Bei ihren Worten versteifte sich Svea. »Ich brauche niemanden, ehrlich. Ich komme sehr gut allein zurecht.«

»Aber, Svea –«

»Nein, ich habe keinerlei Interesse.« Ihre Erwiderung fiel ein wenig zu heftig aus, das sah sie an Julianes Gesicht. Gerade wollte sie sich entschuldigen, da drückte Juliane ihren Arm und lächelte.

»Bis der Richtige in dein Leben tritt.«

Sveas Hals schnürte sich zusammen, der Druck auf ihrer Brust nahm zu. »Greg war der Richtige.«

»Greg ist tot.«

»Das ändert kein bisschen daran.«

»Du bist gerade neunundzwanzig geworden, es wird wieder jemanden geben.«

»Nein, niemals. Wie gesagt, kein Interesse.«

Juliane öffnete den Mund und holte Luft, doch als sie Sveas Blick sah, überlegte sie es sich. »Okay, lassen wir das. Es gibt noch genug andere Themen, oder?«

»Genau.« Ihre Verkrampfung löste sich.

»Dann lass uns doch darüber reden, wann wir wieder mal einen drauf machen.«

Svea rollte mit den Augen und stöhnte, das war ein Thema, aus dem sie sich nicht so schnell herauswinden konnte.

 

*

 

»Ich muss sagen, du hast in den letzten Jahren einiges dazugelernt.«

Angelika schnurrte wie ein sattes Kätzchen, richtete sich die Frisur und inspizierte ihren Lippenstift im Spiegel über den Waschbecken.

Raik wusch sich die Hände und grinste, schließlich musste er ihr vor ein paar Minuten die Hand auf den Mund drücken, damit man ihren Orgasmus auf keinen Fall vorne in der Bar hörte.

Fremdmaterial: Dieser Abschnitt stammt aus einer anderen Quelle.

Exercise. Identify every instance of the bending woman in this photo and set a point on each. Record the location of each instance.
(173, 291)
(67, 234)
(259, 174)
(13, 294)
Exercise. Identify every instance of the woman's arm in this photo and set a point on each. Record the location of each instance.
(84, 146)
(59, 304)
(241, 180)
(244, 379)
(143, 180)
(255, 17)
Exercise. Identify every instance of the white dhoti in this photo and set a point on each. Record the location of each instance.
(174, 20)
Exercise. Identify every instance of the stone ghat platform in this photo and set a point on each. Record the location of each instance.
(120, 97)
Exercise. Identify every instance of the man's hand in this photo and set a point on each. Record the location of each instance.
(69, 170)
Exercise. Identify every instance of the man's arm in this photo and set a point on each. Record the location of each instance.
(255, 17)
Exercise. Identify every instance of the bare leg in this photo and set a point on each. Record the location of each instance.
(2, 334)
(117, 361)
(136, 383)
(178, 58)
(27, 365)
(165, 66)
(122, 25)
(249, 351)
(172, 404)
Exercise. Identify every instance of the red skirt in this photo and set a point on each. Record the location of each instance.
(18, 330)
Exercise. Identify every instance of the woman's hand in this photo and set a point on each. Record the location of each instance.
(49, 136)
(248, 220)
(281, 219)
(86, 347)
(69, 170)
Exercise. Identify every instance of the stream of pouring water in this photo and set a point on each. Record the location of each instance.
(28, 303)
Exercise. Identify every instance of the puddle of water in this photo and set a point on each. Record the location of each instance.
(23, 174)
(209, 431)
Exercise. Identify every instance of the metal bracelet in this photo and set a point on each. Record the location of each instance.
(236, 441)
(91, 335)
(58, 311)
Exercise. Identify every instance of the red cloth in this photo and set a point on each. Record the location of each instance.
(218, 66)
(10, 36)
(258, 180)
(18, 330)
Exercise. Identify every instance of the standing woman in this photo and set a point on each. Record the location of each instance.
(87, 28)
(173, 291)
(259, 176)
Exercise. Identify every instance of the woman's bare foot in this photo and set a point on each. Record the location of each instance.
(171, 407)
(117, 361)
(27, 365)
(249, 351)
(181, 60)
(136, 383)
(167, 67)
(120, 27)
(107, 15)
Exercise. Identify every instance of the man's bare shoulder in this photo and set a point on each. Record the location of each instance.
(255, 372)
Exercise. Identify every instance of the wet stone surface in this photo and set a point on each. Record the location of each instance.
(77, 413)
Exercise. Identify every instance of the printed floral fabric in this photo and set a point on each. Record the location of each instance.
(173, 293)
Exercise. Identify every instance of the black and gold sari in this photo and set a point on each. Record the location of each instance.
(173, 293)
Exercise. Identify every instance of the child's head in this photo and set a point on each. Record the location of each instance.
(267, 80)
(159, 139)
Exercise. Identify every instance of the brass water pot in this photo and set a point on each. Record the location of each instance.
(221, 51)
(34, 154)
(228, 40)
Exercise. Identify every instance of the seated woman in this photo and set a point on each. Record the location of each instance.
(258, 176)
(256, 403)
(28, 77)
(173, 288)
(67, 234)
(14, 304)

»Das kann ich nur zurückgeben.« Ja, mit dem Mund war sie beim Vorspiel echt gut gewesen. Deshalb hatte er sie zur Belohnung ordentlich rangenommen.

Sie zupfte ein letztes Mal an Shirt und Jeansrock, band sich die Bistroschürze wieder um. Lehnte sich mit der Hüfte an den Waschtisch und beobachtete ihn, wie er sich mit trockenen Händen durchs Haar fuhr und die lederne Bikerjacke überstreifte.

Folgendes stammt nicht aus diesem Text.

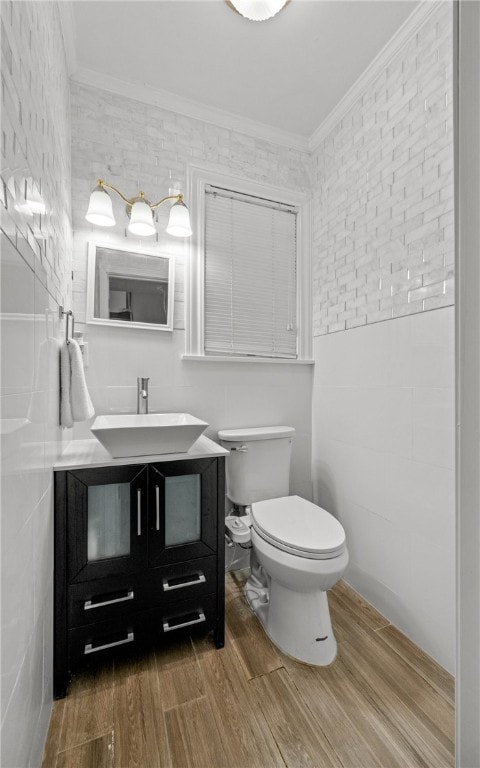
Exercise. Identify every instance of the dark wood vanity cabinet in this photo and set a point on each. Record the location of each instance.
(139, 559)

»Wie lange bleibst du in der Stadt?«

»Keine Ahnung.«

»Und was hast du zukünftig vor?«

»Weiß ich auch noch nicht.« Er drehte sich zu ihr um.

Mit einem vielsagenden Lächeln trat sie näher und strich über seine Brust. »Wie auch immer, du weißt ja, wo du mich findest.« Ihre Hand wanderte über seinen Bauch und zum Reißverschluss seiner Jeans, drückte leicht zu. »Ich bin immer für eine gute Nummer zu haben.«

»Das weiß ich.« Mit einem Grinsen machte Raik einen halben Schritt zurück, ging um sie herum und zur Tür. Schloss auf und verließ den Waschraum.

Da er nur eine Viertelstunde in der Herrentoilette verbracht hatte, waren sein Hocker und das halbe Bier unberührt geblieben. Also setzte er sich wieder hin, trank es aus und orderte ein neues. Aus dem Augenwinkel sah er Angelika Essen servieren.

Raik nutzte die Gelegenheit und schaute sich im Gastraum des Dorfkrugs zum Belgier um. Es hatte sich kaum etwas verändert, die Wände waren rustikal in rotbraunem Holz gehalten, aber einer Renovierung unterzogen worden. Und es gab zwischendrin ein paar moderne Möbel und ausgefallene Einzelstücke. Das Lokal schien auch noch genauso beliebt zu sein wie früher, sowohl bei den Einheimischen als auch bei den Touristen. Die saßen drinnen wie draußen, um zu essen, zu reden und zu lachen, wie er an verschiedenen Dialekten festmachen konnte. Die Alteingesessenen oder Zugezogenen scharten sich hingegen an der Theke und den drei Bistrotischen.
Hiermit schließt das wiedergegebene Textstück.